The book caters for people who would otherwise not afford paintings

GOSEGO MOTSUMI

Painter and author Wilson Ngoni’s high book sales are an indication that Batswana who largely support his new offering titled “Living with the Brush” are gradually warming up to art. The coffee table book was released late last year and is a celebration and documentation of his works as a professional artist for three decades.
“So far Batswana have shown so much support and this is big,” the elated artist told Time Out. “I am also shipping a lot of books abroad to the USA, Australia, the Czech Republic, South Africa, quite a number to Germany, Italy and France, among others. I have support from people who otherwise cannot afford paintings.”
Ngoni’s second book is an album of a selection of a few paintings randomly picked from an overall body of work that he painted in the active duration of his career. Alongside some images in the book are concise and eloquent write-ups instilled with hope to bring Ngoni’s audience to a certain degree of insightful aptitude.
“I can feed my family and those who benefit from me through this book project,” he says. “I still have more books to sell.”
His work is notable for solid dots of colours that are emblematic of his artistic objective of contributing to the general happiness of humanity because it focuses mainly on the relationship between art and society. Ngoni’s pictorial language shows his fascination for themes of social reality, human experiences, cultural symbolism, common sense, wildlife, as well as obsessive topics of love.
Says the artist himself: “My brush is an umbilical connection between me and my liberation; my work. Most of my paintings and writings have proved to be very enlightening to me. They are so laden with exciting implications that it would be unkind and unfair of me not to share my ideas with others.”

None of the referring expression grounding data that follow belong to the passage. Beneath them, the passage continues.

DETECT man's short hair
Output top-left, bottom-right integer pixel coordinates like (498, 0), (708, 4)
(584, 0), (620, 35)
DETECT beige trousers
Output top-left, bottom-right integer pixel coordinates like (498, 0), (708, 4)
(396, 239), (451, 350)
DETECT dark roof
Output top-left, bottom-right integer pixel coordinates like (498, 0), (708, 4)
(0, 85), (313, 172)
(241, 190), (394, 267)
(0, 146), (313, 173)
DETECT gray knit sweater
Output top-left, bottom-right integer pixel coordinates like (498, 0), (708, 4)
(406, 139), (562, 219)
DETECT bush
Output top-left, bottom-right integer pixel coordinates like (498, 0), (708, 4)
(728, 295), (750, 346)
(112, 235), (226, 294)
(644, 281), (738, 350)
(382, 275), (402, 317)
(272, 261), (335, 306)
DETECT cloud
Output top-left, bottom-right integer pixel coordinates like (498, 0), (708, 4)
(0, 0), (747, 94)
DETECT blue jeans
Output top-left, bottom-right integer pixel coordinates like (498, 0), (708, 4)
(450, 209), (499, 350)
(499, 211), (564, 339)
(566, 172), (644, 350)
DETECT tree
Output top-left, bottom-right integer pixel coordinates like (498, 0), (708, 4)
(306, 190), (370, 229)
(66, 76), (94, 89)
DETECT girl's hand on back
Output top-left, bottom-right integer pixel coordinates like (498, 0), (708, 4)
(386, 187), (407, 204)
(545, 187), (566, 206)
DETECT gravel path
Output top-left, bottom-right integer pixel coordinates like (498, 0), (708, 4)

“Living with the Brush” consists of five chapters that include Ngoni’s creative style of painting that he calls ‘meleko.’ This style of painting allows his audience to endow his works with meaning in their intensified and readily extended experience that declares the works as a unique phenomenon.
“In every case when people look at my paintings, their imaginations are stimulated because I allow them to be able to share directly in my vision as an artist,” he explains. “This is their initial and ultimate purpose of looking at works of art and be able to benefit from the imagination of the creative artist.”
In other chapters, he features face profiles that bring out different emotions of disappointment, damaged souls, heartbreaks, brutal pain, happiness, and love. In the lifestyle chapter, he paints how we feel as a people. The wildlife chapter features the big five and other small species while the last chapter features still life paintings.